Policy Analysis and Review

Policy Review Resources

Authorization InForce
InForce Design Request
IPS For Life Insurance
NUCO Trust Owned Life Insurance
OCC Reg 9 Fiduciary
UPIA

Life insurance is a complex and highly flexible financial instrument. Too often, it is purchased for a very specific purpose and forgotten about.  Just as you would periodically review your clients’ investment portfolios, you need to ensure that your clients’ life insurance needs are objectively evaluated on a periodic basis.

What a Policy Review Does for Your Clients

Chances are, many things have changed since the last time your client purchased life insurance. Their needs might have changed, their current coverage could be insufficient, or their existing policies might have under-performed, leaving them at risk for unexpected premiums or taxable events.

Make certain that you are diligently monitoring your client’s insurance needs and existing coverage, just as you monitor their investments. If you work with trustees, they have a fiduciary obligation to guard the trust assets to ensure the grantor’s intent is met and the beneficiaries are cared for.

A Policy Review is not a replacement program. Instead, it is part of an ongoing assessment of your client’s ever-changing needs. We can help you to analyze your clients’ existing life insurance to determine if it is appropriate for their needs and whether the type and performance of the life insurance is aligned with the client’s goals. We have the resources to help you to:

Examine a client’s current coverage and offer unbiased comments in several important areas;

Compare the current coverage to the client’s anticipated needs; AND Compare the current coverage to a newer, alternative policy.

Who Should Have Their Life Insurance Policies Reviewed?

Any client is a candidate for a policy review, however, the primary prospects fall into the following four categories:

Younger clients • who purchased term insurance some time ago (to save on the near term cost) but have a long-term life insurance need.

Middle-aged clients • who have purchased insurance for family protection, but might be paying more than necessary because they are holding term or group term coverage that might put their families at risk or they are not utilizing life insurance that builds cash value as efficiently as other policies could.

Business owners • who are using life insurance to handle their continuation plans, benefit plans or key-person coverage, and could benefit from stronger, more appropriate or efficient coverage.

Trustees • who could place themselves at legal risk, or their clients’ goals and beneficiaries’ needs at risk, by not diligently monitoring their trust owned life insurance.

Case Study | Younger Clients
Jim and Laurie bought a term contract to pay off their mortgage in the event Jim died unexpectedly. Since then, the couple had two children and Laurie stopped working. They undergo a policy review and their advisor points out several things to them. First, the couple’s existing insurance, the term policy and a small $50,000 group term contract Jim has through work, is far below the couple’s current needs – survivor support, covering college costs as well as paying off the mortgage. Moreover, their term coverage, even though level, is scheduled to have a jump in premium based on the guaranteed premiums in their contract. Their advisor shows them how they can cover all of their costs with nearly a 125 percent increase over their current coverage, while only increasing their costs about 35 percent over an expected jump in term rates.
Case Study | Business Owner
George and Spencer are co-owners in a business. Some years ago they set up a cross purchase business continuation plan where each planned to buy out the other in the event of a death. They funded the insurance with a combination of permanent coverage and term coverage. The permanent coverage was variable universal life, intended to provide a source of supplemental retirement income. The term was intended to cover any gaps in the cost of the business.
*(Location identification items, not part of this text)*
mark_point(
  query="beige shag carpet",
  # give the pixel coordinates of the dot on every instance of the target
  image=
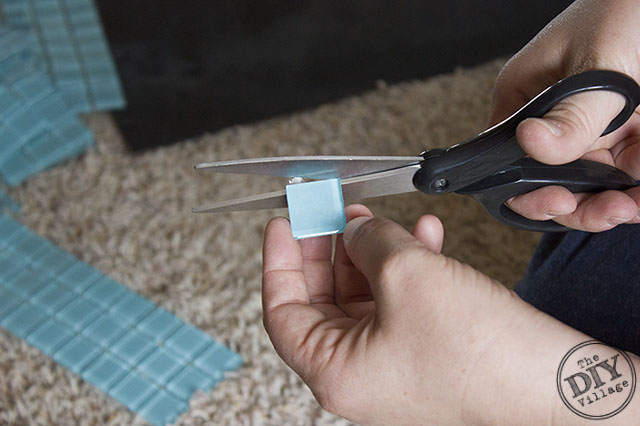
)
(130, 216)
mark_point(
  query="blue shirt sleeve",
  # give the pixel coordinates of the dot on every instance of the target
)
(590, 282)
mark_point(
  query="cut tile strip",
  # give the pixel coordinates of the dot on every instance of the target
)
(140, 354)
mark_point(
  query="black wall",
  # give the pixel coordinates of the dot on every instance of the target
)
(190, 66)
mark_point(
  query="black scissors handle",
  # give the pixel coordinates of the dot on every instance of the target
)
(487, 167)
(528, 174)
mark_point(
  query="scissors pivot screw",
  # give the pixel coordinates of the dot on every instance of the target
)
(440, 184)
Now, years later, the business has increased tremendously in value. They speak with their advisor when they realize the gap in coverage. He notices that the variable universal life insurance is severely under performing based on the six-year-old illustration. George and Spencer are shown that they can both increase their coverage and help maintain their planned supplemental retirement income. By dropping their term and replacing the policy with two new permanent policies, they have the death benefit protection they need while using a portion of their funds to help build supplemental retirement income.

Case Study | Older Clients Utilizing a Trust
Charlie and Stella set up their estate plan 10 years ago. As part of the plan, they set up an irrevocable trust and the trustee purchased two second-to-die policies on their lives from two different companies. One was a participating whole life contract; the other was a universal life contract. The couple has diligently made gifts for premium payments each year, and the trust has worked well. However, nobody – including the trustee – has reviewed the life insurance policies.

At the urging of their life insurance advisor and their CPA, Charlie and Stella contacted the trustee and asked to have the policies reviewed. As it turned out, neither policy was performing as expected. Both were sold using assumptions that, while reasonable for the economic climate 10 years ago, are unrealistically high in today’s environment. The participating whole life policy was at risk to fail because of dividend cuts over the last 10 years. The universal life policy was being credited a rate a full 550 basis points lower than the illustration on which the policy was sold. For that policy to stay in force would require an additional 12 years of premiums over the original design.